France : le forcing ADN a réussi, mais une pétition est lancée

par FAMA
jeudi 4 octobre 2007

Ça y est. Une promesse électorale du président français Nicolas Sarkozy, concernant le contrôle du regroupement familial, va pouvoir être respectée en France. Cette fois-ci, elle le sera contre vents et marées ! Mais la communauté des « réticents » ne compte pas baisser les bras de sitôt.

En effet, le Sénat français a adopté, mercredi soir, en dépit de la polémique grandeur nature soulevée autour de la question, l’amendement dit Hyest-Hortefeux, des noms de Jean-Jacques Hyest président UMP de la commission des lois du Sénat et du ministre de l’Immigration Brice Hortefeux. Cet amendement autorise le recours à des tests ADN pour contrôler le regroupement familial en France.

Il aura passé au Sénat, grâce à 176 voix contre 138 sur les 323 votants donc 314 suffrages exprimés. Ceux qui ont voulu que cet amendement passât, à savoir les sénateurs de la majorité UMP, même si ce n’était pas forcément tout le monde, ont argué qu’il assurait « des garanties supplémentaires » aux demandeurs de visas par rapport à l’amendement Mariani, du nom de l’élu du peuple Thierry Mariani. En septembre dernier, ce « premier » amendement a été adopté par les députés, mais vite rejeté par la suite, par la commission des lois du Sénat.

Sur ce point, cette décision n’a surpris personne, vu les réactions violentes qu’il a suscitées en France. Réactions ayant fait entrevoir que ce serait sa version atténuée qui passerait. Ceci, en dépit des déclarations, en son temps de Sarkozy et de Brice Hortefeux disant qu’ils n’y étaient pas hostiles. Le ministre des Affaires étrangères, Bernard Kouchner, lui, avait fait part de ses réticences, ainsi que Fadela Amara, secrétaire d’État à la Politique de la ville. Lequel avait estimé qu’une telle disposition « jetterait l’opprobre sur les étrangers qui veulent venir chez nous ».

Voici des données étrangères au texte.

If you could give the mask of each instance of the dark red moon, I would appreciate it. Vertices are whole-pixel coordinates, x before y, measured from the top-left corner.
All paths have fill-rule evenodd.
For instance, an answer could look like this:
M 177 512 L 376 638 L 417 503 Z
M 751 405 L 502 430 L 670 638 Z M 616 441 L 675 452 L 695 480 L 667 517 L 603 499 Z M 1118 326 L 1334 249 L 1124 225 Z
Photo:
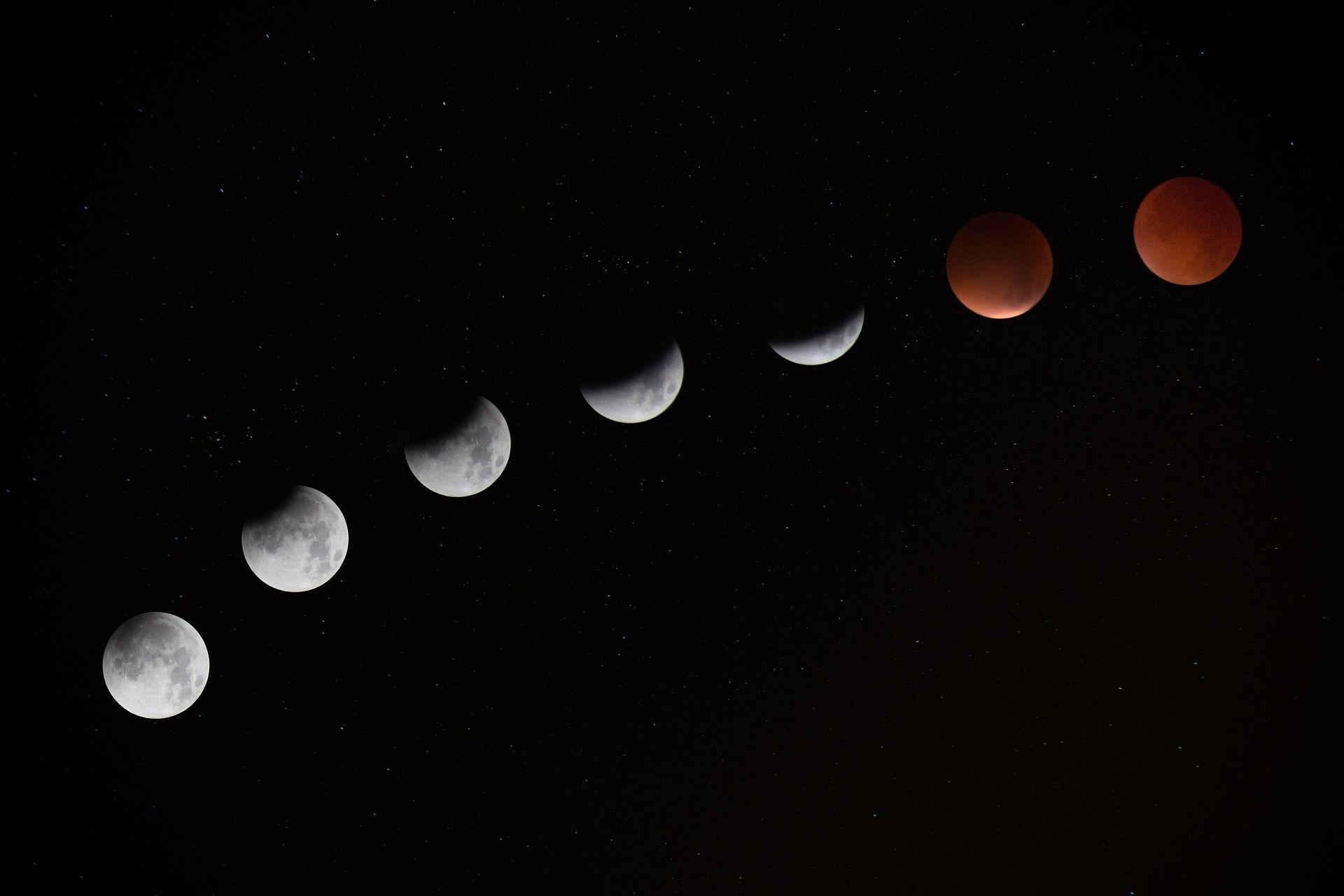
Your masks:
M 1172 177 L 1140 203 L 1134 247 L 1148 270 L 1167 282 L 1207 283 L 1236 258 L 1242 216 L 1218 184 L 1203 177 Z
M 1055 261 L 1040 228 L 1021 215 L 973 218 L 948 247 L 948 283 L 981 317 L 1017 317 L 1050 287 Z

Mais cette fois-ci, nul ne pouvait prédire le contraire de ce que les sénateurs, forcément de la majorité UMP, ont servi aux Français. Car, en dehors du fait que c’était une volonté du candidat Sarkozy, son Premier ministre François Fillon a, comme s’il voulait influencer la décision des sénateurs, défendu à visage découvert le recours à des tests ADN pour contrôler le regroupement familial en France. N’avait-il pas invité les Français, en dépit de la contestation grandissante tant à droite qu’à gauche, à éviter « sur le fond, les polémiques et la caricature » et que son gouvernement était « décidé en tout état de cause, à utiliser les techniques modernes de biométrie au service d’une politique maîtrisée de l’immigration ». M. Fillon était ainsi, mercredi, face aux députés de l’Hexagone.

Le « passage » donc, comme sur des roulettes, de cette disposition permettant de vérifier par test ADN la filiation des candidats à l’immigration dans le cadre du regroupement familial, ne pourrait-il pas être pris pour un forcing réussi. En ce sens qu’en dehors de la réticence d’élus et de personnalités non moins influentes (par exemple le député UMP Hugues Portelli), celle de quelques chefs d’Etats et de gouvernements des pays africains ayant une forte communauté expatriée en France, avait été notée.

Il s’agit, entre autres du chef de l’Etat sénégalais qui n’avait pas caché son hostilité vis-à-vis de l’amendement Hyest-Hortefeux. Me Abdoulaye Wade, dont le pays compte plusieurs milliers d’expatriés en France, avec plus de 9 000 étudiants, avait fait savoir son point de vue sur la question, lundi, lors d’une conférence de presse donnée à Dakar.

Sur ce, le président sénégalais réagissait en ces termes : « S’il est vrai que chaque pays est libre d’adopter les mesures qu’il veut imposer à l’entrée des étrangers sur son territoire, la pratique de l’ADN est une violation de la liberté individuelle, une atteinte à l’intégrité physique sans que l’on soit sûr qu’elle n’est pas exempte d’erreur. Il vaut mieux demander purement et simplement à quelqu’un de ne pas entrer dans le territoire national, que de le soumettre à des opérations qui portent atteinte à cette liberté ».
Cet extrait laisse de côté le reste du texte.